Sgt. Steve Whitaker said his team starts the inspections in January and completes nearly 18,000 of them before the September 30 deadline.
There are three outcomes for inspected buses. First, they can be given the all clear with an approval sticker placed on the inside of the windshield that will last for one year. Buses with minor issues like marker lights or repairs that won't affect the overall safety are given a "rejected" status, which means the bus needs to be fixed within 30 days. Rejected buses are often fixed on the spot while officers are inspecting.
"The third is an out of service bus,” said Whitaker. “That means some major violations going on with that bus and they can't transport children, or anyone on that bus until those are repaired and then we re-inspect all of those buses.”
Noblesville Schools have about 106 buses that were being inspected Wednesday and Thursday. Buses were put on a lift inside the maintenance garage to get a closer look at the breaks, the integrity of the floor boards, the sway bar and the tire treads.

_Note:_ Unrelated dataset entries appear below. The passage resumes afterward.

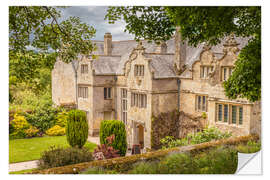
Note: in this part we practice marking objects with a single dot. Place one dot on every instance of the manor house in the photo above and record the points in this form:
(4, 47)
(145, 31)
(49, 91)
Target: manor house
(132, 81)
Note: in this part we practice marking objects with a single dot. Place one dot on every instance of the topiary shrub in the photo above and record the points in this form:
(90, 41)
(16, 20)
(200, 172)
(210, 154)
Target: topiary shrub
(56, 131)
(55, 157)
(106, 150)
(61, 118)
(19, 125)
(77, 128)
(31, 132)
(110, 127)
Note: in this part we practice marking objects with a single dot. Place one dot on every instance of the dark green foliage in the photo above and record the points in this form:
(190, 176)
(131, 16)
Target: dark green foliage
(110, 127)
(250, 147)
(43, 116)
(99, 170)
(55, 157)
(144, 168)
(166, 124)
(151, 16)
(77, 128)
(203, 24)
(246, 78)
(222, 160)
(107, 150)
(180, 163)
(206, 135)
(40, 27)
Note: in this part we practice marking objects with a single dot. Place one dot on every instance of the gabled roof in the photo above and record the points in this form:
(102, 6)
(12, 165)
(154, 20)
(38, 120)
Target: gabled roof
(161, 63)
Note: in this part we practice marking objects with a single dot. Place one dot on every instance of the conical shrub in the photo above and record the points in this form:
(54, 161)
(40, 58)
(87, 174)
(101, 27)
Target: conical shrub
(110, 127)
(77, 128)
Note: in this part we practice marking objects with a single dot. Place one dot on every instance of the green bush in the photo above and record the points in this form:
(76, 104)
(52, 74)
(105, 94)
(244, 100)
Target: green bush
(77, 128)
(144, 168)
(99, 170)
(222, 160)
(19, 125)
(61, 118)
(180, 163)
(43, 116)
(55, 157)
(250, 147)
(206, 135)
(56, 131)
(110, 127)
(31, 132)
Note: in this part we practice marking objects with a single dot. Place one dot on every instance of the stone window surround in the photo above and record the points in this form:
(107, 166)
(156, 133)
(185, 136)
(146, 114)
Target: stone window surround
(84, 68)
(229, 120)
(205, 70)
(138, 100)
(124, 105)
(201, 105)
(138, 70)
(82, 92)
(228, 72)
(107, 92)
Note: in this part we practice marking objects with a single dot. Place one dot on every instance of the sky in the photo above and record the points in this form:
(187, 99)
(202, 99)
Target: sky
(94, 16)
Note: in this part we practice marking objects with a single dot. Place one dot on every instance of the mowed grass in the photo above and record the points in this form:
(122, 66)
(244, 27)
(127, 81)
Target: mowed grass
(30, 149)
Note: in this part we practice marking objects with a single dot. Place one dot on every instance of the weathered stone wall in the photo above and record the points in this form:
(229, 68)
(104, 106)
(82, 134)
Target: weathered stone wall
(212, 87)
(63, 83)
(256, 115)
(174, 123)
(139, 84)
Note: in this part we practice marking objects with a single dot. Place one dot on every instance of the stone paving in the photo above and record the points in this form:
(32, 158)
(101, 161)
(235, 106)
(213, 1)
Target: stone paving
(33, 164)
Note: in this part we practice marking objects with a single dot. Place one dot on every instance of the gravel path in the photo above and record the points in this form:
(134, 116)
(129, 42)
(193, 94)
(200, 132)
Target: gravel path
(33, 164)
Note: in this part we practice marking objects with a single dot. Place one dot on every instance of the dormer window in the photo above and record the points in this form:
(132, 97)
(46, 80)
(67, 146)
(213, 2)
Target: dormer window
(84, 68)
(226, 72)
(139, 70)
(205, 71)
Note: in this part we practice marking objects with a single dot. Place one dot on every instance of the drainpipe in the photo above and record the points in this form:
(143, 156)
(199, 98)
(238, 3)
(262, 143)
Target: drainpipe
(115, 98)
(178, 98)
(76, 77)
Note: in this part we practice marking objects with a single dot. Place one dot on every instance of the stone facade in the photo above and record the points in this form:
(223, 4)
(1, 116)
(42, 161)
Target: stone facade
(132, 82)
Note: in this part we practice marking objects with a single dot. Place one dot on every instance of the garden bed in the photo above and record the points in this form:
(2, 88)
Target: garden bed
(123, 164)
(30, 149)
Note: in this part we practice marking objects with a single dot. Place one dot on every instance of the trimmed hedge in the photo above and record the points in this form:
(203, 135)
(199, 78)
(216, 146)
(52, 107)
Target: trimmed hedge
(77, 128)
(123, 164)
(109, 127)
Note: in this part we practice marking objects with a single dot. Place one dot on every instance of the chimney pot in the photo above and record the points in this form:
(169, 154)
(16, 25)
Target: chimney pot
(107, 44)
(161, 48)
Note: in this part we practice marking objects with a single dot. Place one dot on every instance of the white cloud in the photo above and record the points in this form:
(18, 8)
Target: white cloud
(94, 16)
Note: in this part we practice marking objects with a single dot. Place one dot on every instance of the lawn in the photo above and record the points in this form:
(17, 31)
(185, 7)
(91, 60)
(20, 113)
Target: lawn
(31, 149)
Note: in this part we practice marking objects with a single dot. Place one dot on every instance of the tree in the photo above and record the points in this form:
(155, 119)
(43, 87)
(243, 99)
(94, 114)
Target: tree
(202, 24)
(77, 128)
(38, 27)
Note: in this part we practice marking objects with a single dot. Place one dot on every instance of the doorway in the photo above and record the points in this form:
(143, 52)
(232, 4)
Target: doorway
(141, 135)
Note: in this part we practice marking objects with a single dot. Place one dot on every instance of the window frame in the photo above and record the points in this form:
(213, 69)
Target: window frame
(205, 70)
(84, 68)
(83, 92)
(230, 114)
(139, 70)
(107, 92)
(138, 100)
(226, 72)
(199, 105)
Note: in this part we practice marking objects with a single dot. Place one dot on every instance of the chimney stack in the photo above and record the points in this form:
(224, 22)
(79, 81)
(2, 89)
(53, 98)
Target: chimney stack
(107, 44)
(180, 52)
(161, 48)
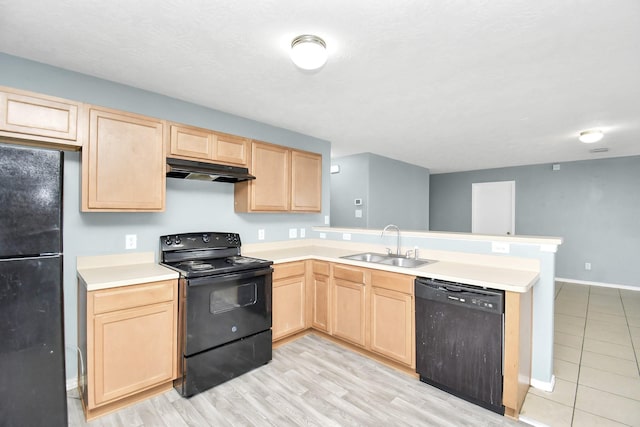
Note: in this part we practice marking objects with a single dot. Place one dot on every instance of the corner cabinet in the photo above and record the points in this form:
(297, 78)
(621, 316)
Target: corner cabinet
(35, 119)
(123, 162)
(269, 192)
(286, 181)
(349, 304)
(289, 299)
(129, 339)
(207, 146)
(306, 181)
(320, 290)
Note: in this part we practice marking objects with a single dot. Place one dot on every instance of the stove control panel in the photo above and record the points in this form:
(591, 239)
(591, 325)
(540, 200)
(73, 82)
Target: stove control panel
(209, 240)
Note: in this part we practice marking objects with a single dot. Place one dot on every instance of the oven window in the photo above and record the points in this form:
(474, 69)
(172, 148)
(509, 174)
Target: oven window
(223, 300)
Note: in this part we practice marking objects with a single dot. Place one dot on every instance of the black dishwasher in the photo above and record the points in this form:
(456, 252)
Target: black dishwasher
(459, 340)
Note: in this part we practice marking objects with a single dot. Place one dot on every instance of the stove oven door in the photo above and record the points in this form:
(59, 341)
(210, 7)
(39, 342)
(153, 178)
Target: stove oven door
(222, 309)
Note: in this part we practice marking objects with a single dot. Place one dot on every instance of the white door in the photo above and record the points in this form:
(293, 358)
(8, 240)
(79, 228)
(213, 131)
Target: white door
(493, 207)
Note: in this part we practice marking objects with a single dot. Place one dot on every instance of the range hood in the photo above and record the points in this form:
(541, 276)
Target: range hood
(188, 169)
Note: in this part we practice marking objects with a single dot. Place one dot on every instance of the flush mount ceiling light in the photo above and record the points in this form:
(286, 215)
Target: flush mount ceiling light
(308, 52)
(590, 136)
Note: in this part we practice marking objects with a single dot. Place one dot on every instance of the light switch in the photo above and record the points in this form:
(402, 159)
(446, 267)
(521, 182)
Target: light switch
(131, 241)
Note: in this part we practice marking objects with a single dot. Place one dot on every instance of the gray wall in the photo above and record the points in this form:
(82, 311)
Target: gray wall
(392, 192)
(190, 205)
(594, 205)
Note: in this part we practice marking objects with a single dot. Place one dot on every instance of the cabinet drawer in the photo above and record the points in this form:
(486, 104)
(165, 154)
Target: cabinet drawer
(347, 273)
(132, 296)
(321, 268)
(291, 269)
(392, 281)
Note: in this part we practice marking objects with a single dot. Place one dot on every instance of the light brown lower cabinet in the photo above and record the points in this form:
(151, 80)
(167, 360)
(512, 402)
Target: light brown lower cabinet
(128, 337)
(289, 299)
(320, 296)
(349, 304)
(375, 310)
(392, 316)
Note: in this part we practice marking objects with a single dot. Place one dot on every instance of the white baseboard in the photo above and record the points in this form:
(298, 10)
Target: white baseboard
(544, 386)
(604, 285)
(531, 422)
(72, 384)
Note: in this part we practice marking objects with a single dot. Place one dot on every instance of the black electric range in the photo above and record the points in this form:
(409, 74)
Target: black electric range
(224, 311)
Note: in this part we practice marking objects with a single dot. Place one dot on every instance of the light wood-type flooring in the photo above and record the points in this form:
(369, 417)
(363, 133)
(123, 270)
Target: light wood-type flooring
(309, 382)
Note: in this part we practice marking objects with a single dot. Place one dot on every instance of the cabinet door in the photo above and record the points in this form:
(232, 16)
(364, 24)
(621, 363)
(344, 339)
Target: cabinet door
(391, 324)
(321, 302)
(288, 311)
(270, 190)
(36, 116)
(134, 350)
(306, 181)
(123, 163)
(349, 311)
(191, 142)
(230, 149)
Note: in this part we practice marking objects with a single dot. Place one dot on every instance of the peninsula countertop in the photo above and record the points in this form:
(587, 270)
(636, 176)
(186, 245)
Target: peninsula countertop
(508, 279)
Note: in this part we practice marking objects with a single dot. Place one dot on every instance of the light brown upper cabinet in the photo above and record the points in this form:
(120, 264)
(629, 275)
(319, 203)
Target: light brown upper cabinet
(306, 181)
(123, 162)
(286, 180)
(269, 192)
(39, 119)
(194, 143)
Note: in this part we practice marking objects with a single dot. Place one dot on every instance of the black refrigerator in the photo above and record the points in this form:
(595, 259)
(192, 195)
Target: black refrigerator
(32, 367)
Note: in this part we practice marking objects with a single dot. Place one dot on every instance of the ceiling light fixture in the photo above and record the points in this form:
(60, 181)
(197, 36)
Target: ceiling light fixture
(590, 136)
(308, 52)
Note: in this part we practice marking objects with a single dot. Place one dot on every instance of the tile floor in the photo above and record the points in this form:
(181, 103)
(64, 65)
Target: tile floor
(596, 360)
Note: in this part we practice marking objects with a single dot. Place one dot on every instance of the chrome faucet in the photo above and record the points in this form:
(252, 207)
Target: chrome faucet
(393, 226)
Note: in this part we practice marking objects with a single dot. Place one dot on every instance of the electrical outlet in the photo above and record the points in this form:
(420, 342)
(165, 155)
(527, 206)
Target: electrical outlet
(500, 247)
(130, 241)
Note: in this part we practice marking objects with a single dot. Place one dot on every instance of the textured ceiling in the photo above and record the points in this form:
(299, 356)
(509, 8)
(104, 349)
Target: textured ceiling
(450, 85)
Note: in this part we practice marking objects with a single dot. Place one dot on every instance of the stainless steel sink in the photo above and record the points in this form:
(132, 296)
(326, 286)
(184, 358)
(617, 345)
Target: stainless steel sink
(367, 257)
(394, 260)
(404, 262)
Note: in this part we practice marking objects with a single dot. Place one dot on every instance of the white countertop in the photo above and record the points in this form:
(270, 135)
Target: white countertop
(508, 279)
(109, 271)
(102, 272)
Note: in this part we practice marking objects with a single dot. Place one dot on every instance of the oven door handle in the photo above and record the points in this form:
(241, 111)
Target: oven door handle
(199, 281)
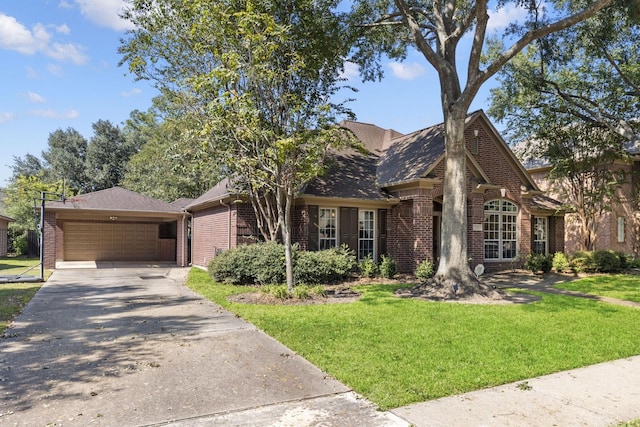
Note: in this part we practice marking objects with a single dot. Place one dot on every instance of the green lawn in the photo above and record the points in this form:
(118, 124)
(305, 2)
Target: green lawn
(14, 296)
(400, 351)
(12, 266)
(620, 286)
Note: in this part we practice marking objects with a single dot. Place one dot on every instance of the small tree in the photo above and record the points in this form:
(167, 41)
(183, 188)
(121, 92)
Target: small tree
(254, 80)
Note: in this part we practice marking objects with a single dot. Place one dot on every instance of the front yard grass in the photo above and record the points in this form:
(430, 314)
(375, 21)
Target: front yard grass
(14, 296)
(399, 351)
(620, 286)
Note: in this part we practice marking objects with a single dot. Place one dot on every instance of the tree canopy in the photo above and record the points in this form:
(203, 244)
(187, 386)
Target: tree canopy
(436, 29)
(253, 80)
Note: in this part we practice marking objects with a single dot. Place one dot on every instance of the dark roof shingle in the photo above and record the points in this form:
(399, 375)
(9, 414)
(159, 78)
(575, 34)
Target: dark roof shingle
(114, 199)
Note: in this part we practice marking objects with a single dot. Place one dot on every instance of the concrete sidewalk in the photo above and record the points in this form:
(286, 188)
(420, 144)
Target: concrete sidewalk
(134, 347)
(599, 396)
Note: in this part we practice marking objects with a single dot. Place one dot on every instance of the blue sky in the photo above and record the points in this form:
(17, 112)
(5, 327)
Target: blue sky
(60, 69)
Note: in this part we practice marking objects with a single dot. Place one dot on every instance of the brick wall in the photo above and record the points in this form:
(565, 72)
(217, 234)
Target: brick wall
(53, 240)
(211, 230)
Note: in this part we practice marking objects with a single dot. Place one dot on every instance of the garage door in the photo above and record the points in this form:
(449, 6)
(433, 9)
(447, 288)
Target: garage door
(110, 242)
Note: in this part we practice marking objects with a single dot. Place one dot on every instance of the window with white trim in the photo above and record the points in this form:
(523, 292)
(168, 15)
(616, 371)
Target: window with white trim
(620, 229)
(500, 230)
(327, 230)
(366, 227)
(540, 228)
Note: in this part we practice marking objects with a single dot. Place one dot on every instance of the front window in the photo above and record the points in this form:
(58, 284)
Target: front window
(365, 234)
(327, 228)
(540, 235)
(500, 230)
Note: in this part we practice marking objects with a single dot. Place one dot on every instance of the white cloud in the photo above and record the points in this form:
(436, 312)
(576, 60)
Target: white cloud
(105, 13)
(34, 97)
(508, 14)
(407, 71)
(17, 37)
(31, 73)
(63, 29)
(52, 114)
(132, 92)
(55, 70)
(68, 51)
(6, 116)
(350, 70)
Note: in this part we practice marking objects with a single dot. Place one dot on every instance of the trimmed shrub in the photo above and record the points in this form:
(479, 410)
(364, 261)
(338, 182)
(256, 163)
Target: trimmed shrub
(388, 267)
(560, 262)
(261, 263)
(582, 262)
(368, 267)
(538, 262)
(424, 271)
(606, 261)
(324, 267)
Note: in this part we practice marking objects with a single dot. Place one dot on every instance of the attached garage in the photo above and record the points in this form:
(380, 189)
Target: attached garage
(111, 242)
(114, 225)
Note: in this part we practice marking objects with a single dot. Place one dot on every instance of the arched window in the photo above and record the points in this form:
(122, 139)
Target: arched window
(500, 230)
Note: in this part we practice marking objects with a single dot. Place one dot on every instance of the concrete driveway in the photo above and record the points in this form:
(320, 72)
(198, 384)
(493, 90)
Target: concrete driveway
(134, 347)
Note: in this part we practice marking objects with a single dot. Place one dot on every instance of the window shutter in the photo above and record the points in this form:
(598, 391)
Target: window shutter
(382, 232)
(349, 228)
(313, 227)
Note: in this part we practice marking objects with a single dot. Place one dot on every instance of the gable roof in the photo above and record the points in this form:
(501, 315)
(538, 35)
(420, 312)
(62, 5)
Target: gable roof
(349, 176)
(414, 156)
(215, 194)
(113, 199)
(374, 138)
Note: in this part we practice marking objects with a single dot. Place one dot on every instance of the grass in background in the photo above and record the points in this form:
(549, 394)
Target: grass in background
(13, 266)
(400, 351)
(620, 286)
(13, 298)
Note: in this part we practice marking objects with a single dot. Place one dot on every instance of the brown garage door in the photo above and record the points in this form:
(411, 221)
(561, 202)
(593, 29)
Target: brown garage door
(110, 242)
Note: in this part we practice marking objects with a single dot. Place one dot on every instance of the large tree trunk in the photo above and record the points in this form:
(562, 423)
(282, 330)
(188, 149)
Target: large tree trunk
(453, 248)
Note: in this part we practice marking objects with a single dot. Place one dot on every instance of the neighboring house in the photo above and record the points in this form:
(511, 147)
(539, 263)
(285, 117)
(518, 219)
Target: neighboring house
(618, 229)
(114, 225)
(4, 227)
(389, 201)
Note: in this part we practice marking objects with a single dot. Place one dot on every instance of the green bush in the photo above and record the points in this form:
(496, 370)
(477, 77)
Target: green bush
(625, 260)
(582, 262)
(425, 270)
(388, 267)
(606, 261)
(278, 291)
(538, 262)
(249, 264)
(368, 267)
(560, 262)
(324, 267)
(263, 263)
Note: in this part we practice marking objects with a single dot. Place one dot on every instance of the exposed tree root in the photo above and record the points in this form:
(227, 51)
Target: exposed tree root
(439, 288)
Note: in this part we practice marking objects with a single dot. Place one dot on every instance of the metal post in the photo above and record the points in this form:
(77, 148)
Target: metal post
(42, 199)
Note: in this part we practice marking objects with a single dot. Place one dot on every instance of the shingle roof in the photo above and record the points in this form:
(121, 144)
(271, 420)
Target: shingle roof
(546, 203)
(114, 199)
(374, 138)
(218, 192)
(350, 177)
(410, 156)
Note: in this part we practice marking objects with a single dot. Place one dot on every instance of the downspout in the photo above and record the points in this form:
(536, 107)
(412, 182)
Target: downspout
(228, 223)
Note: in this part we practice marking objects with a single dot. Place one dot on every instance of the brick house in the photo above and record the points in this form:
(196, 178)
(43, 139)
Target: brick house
(619, 228)
(4, 227)
(389, 201)
(114, 225)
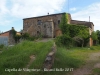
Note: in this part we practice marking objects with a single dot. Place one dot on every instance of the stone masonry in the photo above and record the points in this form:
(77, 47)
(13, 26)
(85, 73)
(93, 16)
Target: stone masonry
(48, 25)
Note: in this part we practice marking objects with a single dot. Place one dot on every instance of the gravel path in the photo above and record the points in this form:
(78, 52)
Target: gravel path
(92, 62)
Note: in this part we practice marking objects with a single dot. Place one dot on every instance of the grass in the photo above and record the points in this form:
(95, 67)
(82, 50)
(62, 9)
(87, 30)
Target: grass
(19, 56)
(96, 71)
(70, 58)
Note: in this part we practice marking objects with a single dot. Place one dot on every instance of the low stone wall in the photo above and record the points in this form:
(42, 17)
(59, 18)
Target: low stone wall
(50, 58)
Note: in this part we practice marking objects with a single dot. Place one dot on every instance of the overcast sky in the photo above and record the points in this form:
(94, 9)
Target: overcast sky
(12, 12)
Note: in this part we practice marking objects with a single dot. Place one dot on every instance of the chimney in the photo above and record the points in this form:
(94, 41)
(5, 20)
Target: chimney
(12, 28)
(89, 18)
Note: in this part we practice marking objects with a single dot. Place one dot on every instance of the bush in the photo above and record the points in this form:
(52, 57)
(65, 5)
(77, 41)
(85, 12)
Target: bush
(1, 46)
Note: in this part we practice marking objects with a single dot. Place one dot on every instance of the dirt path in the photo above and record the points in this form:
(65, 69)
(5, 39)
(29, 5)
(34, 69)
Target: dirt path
(44, 40)
(92, 62)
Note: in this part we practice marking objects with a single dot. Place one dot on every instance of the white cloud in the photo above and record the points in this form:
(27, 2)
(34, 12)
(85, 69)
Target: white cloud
(73, 9)
(93, 11)
(29, 8)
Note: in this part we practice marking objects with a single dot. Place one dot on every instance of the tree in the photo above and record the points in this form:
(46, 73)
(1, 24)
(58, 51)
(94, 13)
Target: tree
(64, 25)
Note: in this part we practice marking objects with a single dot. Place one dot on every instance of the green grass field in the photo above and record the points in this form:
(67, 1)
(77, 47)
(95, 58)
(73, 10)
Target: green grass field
(19, 56)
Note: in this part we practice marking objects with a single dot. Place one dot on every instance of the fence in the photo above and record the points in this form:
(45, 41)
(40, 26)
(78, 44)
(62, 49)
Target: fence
(4, 40)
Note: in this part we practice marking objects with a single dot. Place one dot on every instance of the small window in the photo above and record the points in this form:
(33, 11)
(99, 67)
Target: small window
(58, 21)
(39, 22)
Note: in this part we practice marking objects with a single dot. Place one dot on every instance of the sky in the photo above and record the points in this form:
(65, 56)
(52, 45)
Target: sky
(12, 12)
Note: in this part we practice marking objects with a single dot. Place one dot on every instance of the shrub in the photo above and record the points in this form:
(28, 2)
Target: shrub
(1, 46)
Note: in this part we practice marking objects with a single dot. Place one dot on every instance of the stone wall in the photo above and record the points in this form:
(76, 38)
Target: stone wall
(46, 25)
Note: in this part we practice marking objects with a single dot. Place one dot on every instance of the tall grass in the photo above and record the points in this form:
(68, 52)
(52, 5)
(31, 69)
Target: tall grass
(19, 56)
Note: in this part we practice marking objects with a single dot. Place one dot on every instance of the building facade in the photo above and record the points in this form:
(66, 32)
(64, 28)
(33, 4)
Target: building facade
(48, 25)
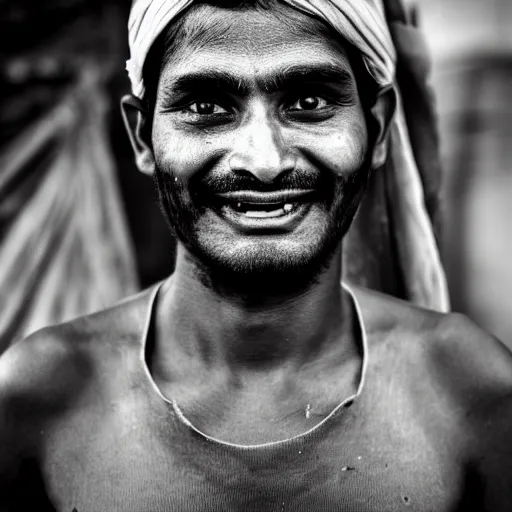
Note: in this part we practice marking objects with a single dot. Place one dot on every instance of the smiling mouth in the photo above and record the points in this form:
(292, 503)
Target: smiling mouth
(265, 205)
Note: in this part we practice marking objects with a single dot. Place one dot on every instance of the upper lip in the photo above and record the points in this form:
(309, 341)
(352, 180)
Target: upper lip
(275, 197)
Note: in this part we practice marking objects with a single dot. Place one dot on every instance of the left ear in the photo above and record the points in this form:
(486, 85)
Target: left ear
(382, 112)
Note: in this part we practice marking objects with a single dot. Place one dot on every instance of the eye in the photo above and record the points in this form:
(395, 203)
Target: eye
(309, 103)
(206, 108)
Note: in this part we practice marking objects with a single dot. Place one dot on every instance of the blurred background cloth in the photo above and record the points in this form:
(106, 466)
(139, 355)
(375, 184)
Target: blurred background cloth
(80, 227)
(65, 249)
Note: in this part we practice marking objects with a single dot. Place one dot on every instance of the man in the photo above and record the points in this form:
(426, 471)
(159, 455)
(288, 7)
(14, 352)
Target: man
(250, 380)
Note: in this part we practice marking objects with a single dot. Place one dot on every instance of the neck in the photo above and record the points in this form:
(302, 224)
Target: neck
(251, 332)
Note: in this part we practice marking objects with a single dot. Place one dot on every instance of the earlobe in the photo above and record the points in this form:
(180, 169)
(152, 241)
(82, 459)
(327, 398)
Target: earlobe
(382, 112)
(134, 117)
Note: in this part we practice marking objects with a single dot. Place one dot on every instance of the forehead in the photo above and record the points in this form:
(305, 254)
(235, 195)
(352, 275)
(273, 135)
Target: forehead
(250, 41)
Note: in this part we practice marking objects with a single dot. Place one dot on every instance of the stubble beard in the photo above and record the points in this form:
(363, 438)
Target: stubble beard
(267, 270)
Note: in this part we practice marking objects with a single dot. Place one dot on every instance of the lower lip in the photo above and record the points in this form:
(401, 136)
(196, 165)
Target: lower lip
(283, 223)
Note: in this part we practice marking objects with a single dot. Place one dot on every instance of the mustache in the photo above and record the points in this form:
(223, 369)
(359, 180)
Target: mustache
(234, 182)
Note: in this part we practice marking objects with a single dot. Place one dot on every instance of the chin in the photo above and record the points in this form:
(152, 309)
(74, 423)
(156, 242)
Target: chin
(250, 267)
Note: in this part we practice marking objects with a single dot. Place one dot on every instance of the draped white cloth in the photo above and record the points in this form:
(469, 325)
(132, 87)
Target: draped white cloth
(363, 24)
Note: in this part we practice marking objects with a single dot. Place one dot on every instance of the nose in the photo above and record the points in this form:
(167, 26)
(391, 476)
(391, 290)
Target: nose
(260, 148)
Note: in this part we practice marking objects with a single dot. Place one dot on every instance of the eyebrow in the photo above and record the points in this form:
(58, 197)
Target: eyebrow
(291, 77)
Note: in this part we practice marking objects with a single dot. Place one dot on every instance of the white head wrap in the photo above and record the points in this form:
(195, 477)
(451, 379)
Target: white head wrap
(363, 24)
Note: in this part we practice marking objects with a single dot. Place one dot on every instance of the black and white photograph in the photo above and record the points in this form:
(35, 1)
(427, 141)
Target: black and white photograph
(255, 256)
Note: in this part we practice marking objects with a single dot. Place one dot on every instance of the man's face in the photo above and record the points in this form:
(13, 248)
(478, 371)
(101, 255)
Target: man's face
(260, 144)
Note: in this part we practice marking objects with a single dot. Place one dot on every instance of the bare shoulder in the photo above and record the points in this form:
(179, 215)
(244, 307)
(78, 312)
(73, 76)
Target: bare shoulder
(48, 372)
(452, 343)
(52, 363)
(465, 371)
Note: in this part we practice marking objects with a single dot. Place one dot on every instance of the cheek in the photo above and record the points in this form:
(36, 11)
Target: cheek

Indiana State Police inspect special service buses as well as private school buses. If buses are older than 12 years, they are inspected twice a year. The same team of officers inspects buses that are in accidents. Whitaker said many of those crashes are drivers who aren't paying attention and rear end school buses.
Officers will also do "spot inspections" to make sure no buses that were declared out of service end up transporting passengers. A violation of the state statute for school bus safety is a class C misdemeanor.